From an Analyst's Viewpoint
BMO Capital Markets downgraded Alcoa recently from Market Perform to an Underperform rating and lowered its price target from $9 to $8. It is far from bullish on the stock. Unless aluminum prices improve, there is little opportunity for a catalyst to make the stock move at all. BMO mentioned the negative performance of Alcoa's upstream operations as I have already written about and takes the position that the prosperous downstream divisions do nothing, but barely keep it in the black
BMO Capital's observations may be right on. It is good to be cautious right now about the whole aluminum industry, which is still over supplied. The problem continues to manifest itself in price as Chinese mills continue to supply aluminum at below-cost levels as opposed to the initial expectations of capacity cuts. On top of this, the European debt situation has squeezed prices to a 2-year low. As long as the Chinese continue to produce like they do instead of cutting production, I do not see how there can be any change in neither the market nor Alcoa's immediate future.

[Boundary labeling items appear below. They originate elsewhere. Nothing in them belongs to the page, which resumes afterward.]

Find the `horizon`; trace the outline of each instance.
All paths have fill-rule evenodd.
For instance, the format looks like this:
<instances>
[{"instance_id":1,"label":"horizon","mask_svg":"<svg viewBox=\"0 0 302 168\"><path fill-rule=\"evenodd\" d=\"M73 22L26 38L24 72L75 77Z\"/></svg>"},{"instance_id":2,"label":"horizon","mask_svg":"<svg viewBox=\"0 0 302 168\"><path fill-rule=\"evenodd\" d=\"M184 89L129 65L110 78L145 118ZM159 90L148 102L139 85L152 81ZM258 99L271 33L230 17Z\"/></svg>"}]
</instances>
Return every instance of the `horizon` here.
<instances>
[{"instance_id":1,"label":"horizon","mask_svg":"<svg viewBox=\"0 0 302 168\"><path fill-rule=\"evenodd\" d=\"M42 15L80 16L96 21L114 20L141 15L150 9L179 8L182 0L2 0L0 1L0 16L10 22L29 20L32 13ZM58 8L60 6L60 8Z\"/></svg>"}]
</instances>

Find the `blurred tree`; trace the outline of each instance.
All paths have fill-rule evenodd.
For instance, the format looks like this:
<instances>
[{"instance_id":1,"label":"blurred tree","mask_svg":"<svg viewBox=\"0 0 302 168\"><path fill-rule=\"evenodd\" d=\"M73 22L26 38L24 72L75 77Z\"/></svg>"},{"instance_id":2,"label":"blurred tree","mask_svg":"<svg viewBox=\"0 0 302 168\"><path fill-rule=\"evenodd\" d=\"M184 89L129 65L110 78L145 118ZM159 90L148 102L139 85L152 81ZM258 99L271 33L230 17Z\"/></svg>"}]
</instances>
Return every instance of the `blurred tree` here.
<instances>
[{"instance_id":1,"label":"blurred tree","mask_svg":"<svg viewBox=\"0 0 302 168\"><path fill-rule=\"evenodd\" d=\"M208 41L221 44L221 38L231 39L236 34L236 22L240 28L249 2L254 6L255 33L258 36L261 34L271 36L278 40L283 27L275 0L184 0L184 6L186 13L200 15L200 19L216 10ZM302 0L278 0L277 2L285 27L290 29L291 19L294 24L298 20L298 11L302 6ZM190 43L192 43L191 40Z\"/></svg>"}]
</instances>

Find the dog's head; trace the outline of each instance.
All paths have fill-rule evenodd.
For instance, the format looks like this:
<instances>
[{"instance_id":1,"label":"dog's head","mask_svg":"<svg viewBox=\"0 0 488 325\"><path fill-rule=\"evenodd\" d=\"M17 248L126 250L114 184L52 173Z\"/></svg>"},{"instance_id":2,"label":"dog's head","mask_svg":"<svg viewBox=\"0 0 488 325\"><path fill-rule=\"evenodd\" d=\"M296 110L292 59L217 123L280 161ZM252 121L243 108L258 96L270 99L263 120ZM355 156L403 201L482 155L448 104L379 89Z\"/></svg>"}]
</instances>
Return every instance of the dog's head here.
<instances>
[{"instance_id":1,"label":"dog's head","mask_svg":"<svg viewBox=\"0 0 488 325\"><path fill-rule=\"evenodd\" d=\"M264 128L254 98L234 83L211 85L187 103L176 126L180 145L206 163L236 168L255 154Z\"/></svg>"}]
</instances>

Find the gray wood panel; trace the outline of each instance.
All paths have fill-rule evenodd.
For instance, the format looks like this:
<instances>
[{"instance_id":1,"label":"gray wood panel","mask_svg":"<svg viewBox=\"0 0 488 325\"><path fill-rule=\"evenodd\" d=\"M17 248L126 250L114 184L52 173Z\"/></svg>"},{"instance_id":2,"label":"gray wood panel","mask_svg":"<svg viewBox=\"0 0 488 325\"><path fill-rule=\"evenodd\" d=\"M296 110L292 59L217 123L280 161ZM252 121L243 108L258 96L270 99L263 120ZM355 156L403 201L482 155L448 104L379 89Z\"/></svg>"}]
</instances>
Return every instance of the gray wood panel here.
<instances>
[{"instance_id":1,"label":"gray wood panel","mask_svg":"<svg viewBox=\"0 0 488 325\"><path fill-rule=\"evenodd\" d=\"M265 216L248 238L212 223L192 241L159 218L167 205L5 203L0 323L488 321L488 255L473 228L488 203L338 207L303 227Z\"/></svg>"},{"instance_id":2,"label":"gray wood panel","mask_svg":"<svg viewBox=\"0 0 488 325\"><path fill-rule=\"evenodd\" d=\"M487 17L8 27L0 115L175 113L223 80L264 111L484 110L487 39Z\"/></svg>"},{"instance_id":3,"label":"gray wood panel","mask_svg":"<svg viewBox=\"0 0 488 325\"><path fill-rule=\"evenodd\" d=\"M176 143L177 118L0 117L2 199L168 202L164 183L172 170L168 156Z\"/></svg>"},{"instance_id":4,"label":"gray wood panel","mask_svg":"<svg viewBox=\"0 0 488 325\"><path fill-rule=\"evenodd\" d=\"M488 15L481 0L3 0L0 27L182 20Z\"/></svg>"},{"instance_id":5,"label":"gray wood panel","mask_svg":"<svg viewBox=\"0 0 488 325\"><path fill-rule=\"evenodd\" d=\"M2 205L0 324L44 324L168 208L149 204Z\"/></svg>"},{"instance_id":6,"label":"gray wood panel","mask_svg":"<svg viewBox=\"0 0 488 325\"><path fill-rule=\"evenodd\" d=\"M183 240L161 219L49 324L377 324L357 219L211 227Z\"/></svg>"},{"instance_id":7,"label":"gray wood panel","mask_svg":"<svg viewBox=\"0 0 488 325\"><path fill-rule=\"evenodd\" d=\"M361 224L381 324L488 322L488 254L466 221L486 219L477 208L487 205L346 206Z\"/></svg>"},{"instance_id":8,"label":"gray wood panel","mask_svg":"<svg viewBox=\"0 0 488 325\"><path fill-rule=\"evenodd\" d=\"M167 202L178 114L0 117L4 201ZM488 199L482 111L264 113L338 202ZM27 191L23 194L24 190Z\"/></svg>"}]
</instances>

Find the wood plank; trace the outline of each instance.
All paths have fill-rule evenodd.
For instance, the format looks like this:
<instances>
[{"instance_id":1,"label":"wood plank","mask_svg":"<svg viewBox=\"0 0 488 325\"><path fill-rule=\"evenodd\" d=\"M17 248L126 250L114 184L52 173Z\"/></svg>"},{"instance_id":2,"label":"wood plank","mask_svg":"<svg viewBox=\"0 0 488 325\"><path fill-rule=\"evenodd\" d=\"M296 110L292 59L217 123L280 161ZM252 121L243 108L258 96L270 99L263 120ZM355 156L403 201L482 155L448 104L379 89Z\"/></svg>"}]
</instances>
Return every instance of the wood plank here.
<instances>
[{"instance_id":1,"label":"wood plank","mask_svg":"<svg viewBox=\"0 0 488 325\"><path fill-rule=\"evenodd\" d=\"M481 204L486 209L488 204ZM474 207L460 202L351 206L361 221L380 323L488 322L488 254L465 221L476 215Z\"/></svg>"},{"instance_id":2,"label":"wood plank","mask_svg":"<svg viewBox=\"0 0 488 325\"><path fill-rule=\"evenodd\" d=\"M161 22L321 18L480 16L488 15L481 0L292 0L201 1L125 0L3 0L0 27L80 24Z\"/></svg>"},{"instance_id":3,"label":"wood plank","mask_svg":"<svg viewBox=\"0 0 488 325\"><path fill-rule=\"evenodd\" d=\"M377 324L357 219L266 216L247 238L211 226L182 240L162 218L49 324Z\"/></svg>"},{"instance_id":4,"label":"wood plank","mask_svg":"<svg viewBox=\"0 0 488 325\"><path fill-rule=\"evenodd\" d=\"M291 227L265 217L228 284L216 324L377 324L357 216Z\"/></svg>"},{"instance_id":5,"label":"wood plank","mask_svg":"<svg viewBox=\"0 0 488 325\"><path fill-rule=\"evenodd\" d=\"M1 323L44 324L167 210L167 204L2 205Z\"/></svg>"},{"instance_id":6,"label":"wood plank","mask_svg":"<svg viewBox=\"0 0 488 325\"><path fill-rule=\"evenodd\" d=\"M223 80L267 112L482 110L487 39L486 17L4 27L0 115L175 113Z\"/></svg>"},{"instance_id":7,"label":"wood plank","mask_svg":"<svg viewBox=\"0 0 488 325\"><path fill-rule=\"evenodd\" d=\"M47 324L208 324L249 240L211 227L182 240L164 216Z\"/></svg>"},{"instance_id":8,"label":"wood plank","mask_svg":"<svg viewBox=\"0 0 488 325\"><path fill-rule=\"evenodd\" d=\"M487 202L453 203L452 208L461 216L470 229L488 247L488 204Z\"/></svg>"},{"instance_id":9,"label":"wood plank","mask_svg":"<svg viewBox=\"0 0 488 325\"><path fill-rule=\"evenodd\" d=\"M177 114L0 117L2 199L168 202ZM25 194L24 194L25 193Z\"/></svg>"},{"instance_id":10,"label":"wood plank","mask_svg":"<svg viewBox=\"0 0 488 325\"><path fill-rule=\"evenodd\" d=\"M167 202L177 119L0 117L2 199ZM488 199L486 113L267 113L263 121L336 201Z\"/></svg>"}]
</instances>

So for those who may not have considered my options trade in June, I have a couple other options I have looked at. Since I think the stock may be moving sideways for a while, one of the things I am looking at is a calendar spread strategy.
Will a Calendar Call Work?
I looked at doing a neutral calendar spread, which involves buying long-term calls and simultaneously writing an equal number of near-month at-the-money or slightly out-of-the-money calls of the same underlying security with the same strike price. Since the stock looks to be running neutral, this seemed like a sensible strategy. My profits would be limited to the premiums collected from the sale of the near month or weekly options minus any time decay of the longer term options. The only problem is that the option prices do not look good enough to make a play like this.
Buy a Straight Option
If you look at the chart, you can see the trade zone between 8.2 and 9.0. It is highly likely the stock will climb again to the '9' level in the near future. It has a well-defined peak and valley neutral pattern.
With the relatively low price of the options at present, I would advise buying the following options:
- An October 2012 call with a strike of '9' (priced at $0.26).
The strategy I would use is hold the stock, and as it rises closer to the '9' level, look at a resale as the value of the option increases as it gets closer to the strike point. These option prices are so conservative right now that little is risked in a strategy like this. With the economy the way it is, Alcoa is balanced with aerospace, automotive and transportation sectors growing, while industrial, building and construction demand for aluminum declines. This balance may keep the company in this trading zone through the year.
Disclosure: I have no positions in any stocks mentioned, and no plans to initiate any positions within the next 72 hours.